Nunca supo con certeza cuál era el fin último de tan desproporcionada empresa. No perdía el tiempo imaginando parajes vírgenes, ni se figuraba como un argonauta en busca del vellocino de oro. No se le habría ocurrido, como relata Eurípides, tripular la nave Argo “sobre las sombrías Simplégades hacia la tierra de Cólquide”. Él sólo se concentraba en la simple labor de construir su propio navío.

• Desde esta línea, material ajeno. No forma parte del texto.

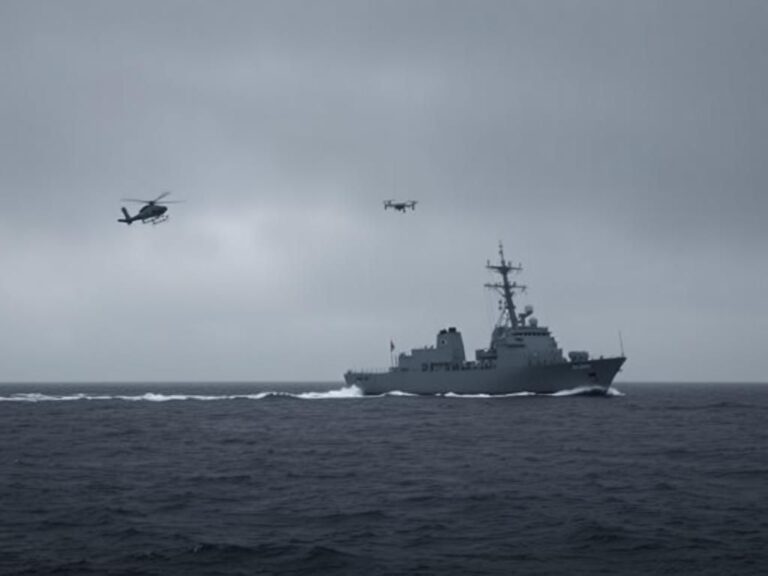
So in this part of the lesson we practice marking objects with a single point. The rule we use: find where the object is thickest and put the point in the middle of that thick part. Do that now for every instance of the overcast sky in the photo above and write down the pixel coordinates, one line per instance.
(616, 148)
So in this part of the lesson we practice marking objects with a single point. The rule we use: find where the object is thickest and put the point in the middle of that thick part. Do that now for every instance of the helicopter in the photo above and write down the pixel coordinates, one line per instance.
(153, 211)
(400, 206)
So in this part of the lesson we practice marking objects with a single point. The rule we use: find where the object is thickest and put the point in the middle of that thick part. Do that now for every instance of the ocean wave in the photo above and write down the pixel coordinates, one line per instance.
(346, 392)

Ya no recuerdo cuándo acabó. Me quedan, sin embargo, ciertas imágenes que marcaron esa corta pero significativa infancia en Santiago. A cada historia van asociados personajes difusos y pequeños objetos que gatillan un sinnúmero de emociones. Como aquella alcancía amarilla donde juntaba diariamente los vueltos que obtenía de los mandados; y el día en que, al escuchar los gritos del heladero, salí raudo a la calle con el chanchito amarillo para conseguir un barquillo. Pero, al voltear su contenido, observé absorto que no llegaba a los ochenta pesos. Volví casa profundamente avergonzado. Ese mismo día, al llegar mi mamá del trabajo, exigí las explicaciones del caso, pues era imposible que mis ahorros hubieran sido tan exiguos. Ella confesó entonces que había dejado mis monedas escondidas, porque había empezado a utilizar mi chanchito para guardar sus propios ahorros.
Ignoro dónde habrán quedado esas pequeñas herramientas y qué habrá sido de las maderas que, día a día, eran labradas para dar forma a un barco imposible. Al Pechi me lo he topado más de una vez en las esquinas de la Victoria. Me saluda con una especie de afecto lejano; como si aquella amistad infantil aún mantuviera sus retazos. Pese a ello, las distancias calan hondo: sus amigos me deben observar como un cuico cualquiera, y mis amigos verían al Pechi como un flaite, incluso pastabasero.
Te escribo, porque aún no he logrado hallar un barco en el cual pueda trabajar día a día, sabiendo incluso que se trata de un proyecto desfachatado e imposible. Extraño un poco la humildad con la que alguna vez nos paramos ante la vida. Pienso en el niño vestido de Hojalata y recuerdo que, en el Mago de Oz, el personaje resultaba ser finalmente un leñador, cuyo único deseo era un corazón de verdad para recuperar su sensibilidad.
Hoy también quisiera pedir un deseo como ese.